316.   Or qual è tra le virtù
cristiane la più unificante, quella che unisce l’anima nostra
intieramente a Dio, se non la divina carità? Le altre virtù ci preparano
a questa unione, o anche a lei ci iniziano, ma non possono
compierla.
Le virtù morali, prudenza, fortezza, temperanza, giustizia, etc.,
non ci uniscono direttamente a Dio, ma servono solo a sopprimere o
diminuire gli ostacoli che ce ne allontanano e ad avvicinarci a Dio
conformandoci all’ordine; così la temperanza, combattendo lo smoderato uso del
piacere, attenua uno dei più violenti ostacoli all’amor di Dio; l’umiltà,
allontanando l’orgoglio e l’amor proprio, ci predispone alla pratica della
divina carità. Inoltre queste virtù, facendoci praticare l’ordine ossia la
giusta misura, sottomettono la nostra volontà a quella di Dio e ci avvicinano a
lui. Le virtù teologali poi distinte dalla carità, ci uniscono
certamente a Dio, ma in modo incompleto. La fede ci unisce a Dio,
infallibile verità, e ci fa vedere le cose alla luce di Dio; ma è compatibile
col peccato mortale che ci separa da Dio. La speranza ci eleva a Dio, in
quanto è cosa buona per noi, e ci fa desiderare i beni del cielo, ma può
sussistere con colpe gravi che ci allontanano dal nostro fine.

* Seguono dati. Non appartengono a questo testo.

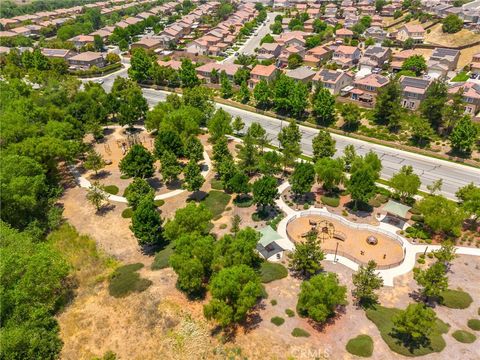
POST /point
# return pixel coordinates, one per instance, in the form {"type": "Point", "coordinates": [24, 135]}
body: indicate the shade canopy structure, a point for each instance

317.   La sola carità ci unisce
intieramente a Dio. Suppone la fede e la speranza ma le oltrepassa: prende
tutta quanta l’anima, intelligenza, cuore, volontà, attività, e la dà a
Dio senza riserva. Esclude il peccato mortale, che è il nemico di Dio, e
ci fa godere della divina amicizia: “Si quis diligit me, et Pater meus
diliget eum”
 317-1. Ora l’amicizia è unione, è fusione di
due anime in una sola: cor unum et anima una… unum velle, unum nolle;
completa unione di tutte le nostre facoltà: unione della mente, che fa
che il nostro pensiero si modelli su quello di Dio; unione della volontà,
che ci fa abbracciare la volontà di Dio come fosse nostra; unione del
cuore, che ci stimola a darci a Dio come Egli si dà a noi, dilectus
meus mihi et ego illi:
unione delle forze attive, onde Dio mette a
servizio della nostra debolezza la divina sua potenza per aiutarci a eseguire i
nostri buoni disegni. La carità ci unisce dunque a Dio, nostro fine, a Dio
infinitamente perfetto, e costituisce quindi l’elemento essenziale della nostra
perfezione.

318.   B) Studiando la
natura della carità, arriviamo alla stessa conclusione: come infatti
dimostra S. Francesco di Sales, la carità racchiude tutte le virtù e
dà loro anzi una speciale perfezione 318-1.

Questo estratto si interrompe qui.